In their work [1] they have projected a five-level structure of the BIM evolution, according to which
the digital twin (level 5) requires a step-by-step transformation of the static tool of 3D visualization
BIM (level 1), analysis, and simulations with BIM models (level 2), integration of BIM and IoT
methods (level 3), integration of BIM methods and artificial intelligence (level 4) into a single whole.
    In scientific papers [2] – [4], the authors consider BIM from other key positions, which take into
account the concepts of designing engineering networks and reviewing BIM models of different levels
by the life cycle of a construction object. Thus, this evolutionary approach and additional information
about BIM models allow us to form an idea of a digital twin, which will not only visualize and predict
decision-making in real-time but also implement automatic feedback support and control of the
construction environment based on optimized results and management strategies.
    A group of Chinese scientists consisting of Hao Wu, Lingbo Liu, Yang Yu, Zhenghong Peng,
Hongzan Jiao, and Qiang Niu is engaged in the research on the effectiveness of using Big Data
technology in urban studies. The paper [5] considers a set of simulations using public spatial Big Data,
which is identified as the best source of data for understanding human logistics. Thus, these positions
of urban Big Data determine enormous prospects for modeling and forecasting human factors that
affect the efficiency of construction projects.
    In the article [6], the team of authors – Shu Tang, Dennis R. Shelden, Charles M. Eastman, Pardis
Pishdad Bozorgi, and Xinghua Gaob – defines the processes and trends in the integration of BIM and
IoT, which have enormous prospects for improving efficiency throughout the life cycles of
construction. Thus, receiving many real-time data streams from an extensive network of IoT sensors
and sensors provides opportunities to increase efficiency during construction operation and monitoring,
health and safety management, logistics, and facilities management.
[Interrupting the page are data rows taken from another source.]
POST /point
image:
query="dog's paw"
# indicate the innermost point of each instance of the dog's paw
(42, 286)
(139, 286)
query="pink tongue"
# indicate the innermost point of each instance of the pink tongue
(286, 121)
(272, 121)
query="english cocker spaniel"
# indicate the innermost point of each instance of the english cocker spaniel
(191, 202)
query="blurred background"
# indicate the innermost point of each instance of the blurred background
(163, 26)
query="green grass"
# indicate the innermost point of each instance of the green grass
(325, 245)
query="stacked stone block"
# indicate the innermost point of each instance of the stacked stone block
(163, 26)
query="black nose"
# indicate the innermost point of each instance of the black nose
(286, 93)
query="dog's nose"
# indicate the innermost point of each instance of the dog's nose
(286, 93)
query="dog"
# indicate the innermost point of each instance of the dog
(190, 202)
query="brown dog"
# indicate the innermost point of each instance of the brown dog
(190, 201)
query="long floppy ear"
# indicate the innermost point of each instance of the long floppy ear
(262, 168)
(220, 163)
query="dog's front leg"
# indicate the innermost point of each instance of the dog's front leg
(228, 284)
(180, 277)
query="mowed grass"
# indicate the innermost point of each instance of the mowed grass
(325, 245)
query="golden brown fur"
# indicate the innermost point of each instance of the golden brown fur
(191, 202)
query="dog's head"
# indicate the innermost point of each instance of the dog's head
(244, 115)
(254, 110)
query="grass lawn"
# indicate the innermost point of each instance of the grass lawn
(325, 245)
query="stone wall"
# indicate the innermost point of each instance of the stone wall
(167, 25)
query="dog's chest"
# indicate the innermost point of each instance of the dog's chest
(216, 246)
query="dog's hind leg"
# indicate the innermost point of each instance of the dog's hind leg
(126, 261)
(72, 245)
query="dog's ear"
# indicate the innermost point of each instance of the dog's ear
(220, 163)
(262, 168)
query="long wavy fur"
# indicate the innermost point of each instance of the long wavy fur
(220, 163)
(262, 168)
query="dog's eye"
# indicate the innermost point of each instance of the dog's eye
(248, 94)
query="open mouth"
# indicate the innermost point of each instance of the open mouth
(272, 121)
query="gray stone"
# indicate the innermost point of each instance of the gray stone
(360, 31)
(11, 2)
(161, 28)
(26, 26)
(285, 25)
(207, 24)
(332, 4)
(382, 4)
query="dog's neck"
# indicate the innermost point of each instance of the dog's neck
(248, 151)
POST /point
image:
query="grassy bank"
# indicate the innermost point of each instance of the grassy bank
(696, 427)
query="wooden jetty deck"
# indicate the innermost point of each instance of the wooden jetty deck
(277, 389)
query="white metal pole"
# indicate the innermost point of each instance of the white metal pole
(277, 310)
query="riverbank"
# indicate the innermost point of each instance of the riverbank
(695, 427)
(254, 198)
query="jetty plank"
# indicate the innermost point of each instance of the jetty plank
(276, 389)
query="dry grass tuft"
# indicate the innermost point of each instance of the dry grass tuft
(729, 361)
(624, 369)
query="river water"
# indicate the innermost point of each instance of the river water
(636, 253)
    The duo of scientists Liquan Zhao and Shuaiyang Li are engaged in research aimed at improving
object detection algorithms, in particular with the help of the YOLOv3 model. In the article [7],
researchers note the considerable popularity of YOLOv3 among other methods of object recognition
based on deep learning.
    In the publication [8], a group of scientists consisting of G. Sreenu and M. A. Saleem Durai focuses
on a more detailed study of object detection during intelligent video surveillance. Thus, during
intelligent video surveillance, YOLOv3 can be involved, which will allow the processing of Big Data
that enters the system due to numerous video streams broadcast from video surveillance cameras.
    The research on the process of the multi-label classification is carried out by a team of Ukrainian
scientists in the composition of S. Dolhopolov, T. Honcharenko, S. A. Dolhopolova, O. Riabchun, M.
Delembovsky, and O. Omelianenko. In the paper [9], a systematic approach to the implementation of
multi-label classification for solving problems with a large number of input and output classes is
characterized. Thus, it is determined that each task of the multi-label classification contains its
architecture, which consists of several parameters and quality indicators and, at the same time, requires
management of a set of data with several parameters, performs regression on several parameters,
carries out training on several parameters and can represent a space of parameters.
    This study aims to develop an information system that integrates BIM technologies, CNN, and
FFNN systems of artificial intelligence, IoT, and Big Data technologies, which will allow the creation
of a digital twin of the construction site. To achieve the goal of the study, it is necessary to
characterize the aspects of BIM design that will allow the real-time collection of data by IoT and Big
Data for intelligent video surveillance using the YOLOv3 method and multi-label classification of
attributes BIM of the model of the future digital twin.

2. Main research
    Having analyzed the works of Ukrainian and foreign scientists, we have developed a model
illustrating the natural way to achieve a high-quality digital twin. Fig. 1 shows the developed “Key to
Digital Twin” model.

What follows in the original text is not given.